倒不是后悔,放棄魔都的少奶奶生活,非得跑來這窮山僻壤。
而是后悔不該獨自一人,步行去大王鎮實地調查。
她以為,在路上怎么著,都能遇到拉貨的拖拉機,或者馬車之類的。
結果呢?
她獨自步行一個多小時了,別說是拖拉機或者馬車了,甚至就連個人影子,連只野兔都沒看到!
賣菜大媽說的那四個村莊,距離這條路至少也得兩公里。
陳應臺現在的處境,那就是前不著村,后不著店。
太陽卻以讓她驚恐的速度,往西邊滑落!
她是真后悔,怎么就不帶著秘書呢?
起碼在她的腳踝腫起來后,能有個人照顧她。
更讓她絕望的是。
移動電話在東關鎮時,還有信號,這兒卻沒了!
那是因為各個鎮上有信號塔,鄉鎮和鄉鎮之間的田野里,卻是信號盲區。
陳應臺滿臉的絕望,放眼看向四周。
除了影影綽綽的村莊外,全都是一馬平川的耕地。
幸好玉米已經收割,播種的小麥長了出來,能讓她看到遠處,從而漸少了一些恐懼感。
“不行,我必須得去村莊里。真要等到天黑了,路上有壞人經過,那我可就慘了。”
陳應臺心里想著,咬牙慢慢的站起來。
右腳剛一落地,就是鉆心的疼痛。
她只能慌忙翹起右腳,慢慢的再次坐在了塵埃里。
更濃的絕望,瞬間就把陳應臺給包圍的死死的!
還真是怕什么,就來什么。
一個穿著邋遢的中年男人,騎著一輛除了鈴鐺不響,哪兒都響的二八大杠自行車,從遠處的村子那邊,順著狹窄的小旱路,顛簸著騎了過來。
老遠的!
他就看到路上,坐著個穿著白襯衣的女人。
騎近后——
中年男看清楚了陳應臺的身材!
即便她是坐著的,牛仔褲依舊把她那熟透了的好身材,毫無保留的呈現在了中年男的視線內。
一下子就讓他的眼珠子,直立了。
他趕緊抬腳下車,惡狠狠的盯著陳應臺的腿,喉結不住的滾動。
中年男絕對是個行家——
只看陳應臺的身材,沒看她的臉。
陳應臺面如土色。
感覺自己就是一只受傷的小羊羔,中年男就是一只餓狼。
“你不要,不要過來。

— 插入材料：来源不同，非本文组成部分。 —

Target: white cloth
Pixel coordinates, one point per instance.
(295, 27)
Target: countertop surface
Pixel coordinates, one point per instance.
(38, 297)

”
當中年男推著自行車,死死盯著陳應臺的腿,緩步走過來時,她慌忙叫道:“你知道我是誰嗎?我是縣長!我是龍山縣的縣長!你敢對我動粗,我就讓你把牢底坐穿!”
“縣長?”
中年男笑了,隨手把自行車支好,抬手擦了擦嘴角:“你要是縣長,我就是市長!誰家的縣長,穿這種把屁股蛋子勒的這樣緊的褲子?你是從龍虎一條街那邊,趁著老板不注意才逃過來的好肉吧?呵,呵呵。吃起來,肯定很香。”
中年男眼里迅速浮上淫邪。
再也不管不顧的撲向了陳應臺:“臭娘們,把屁股抬起來!”
“來人啊,救命啊。”
陳應臺驚恐的大叫著,抬起沒受傷的左腳,重重跺在了撲來的中年男的肚子上。
猝不及防下,中年男竟然被她一腳踹翻。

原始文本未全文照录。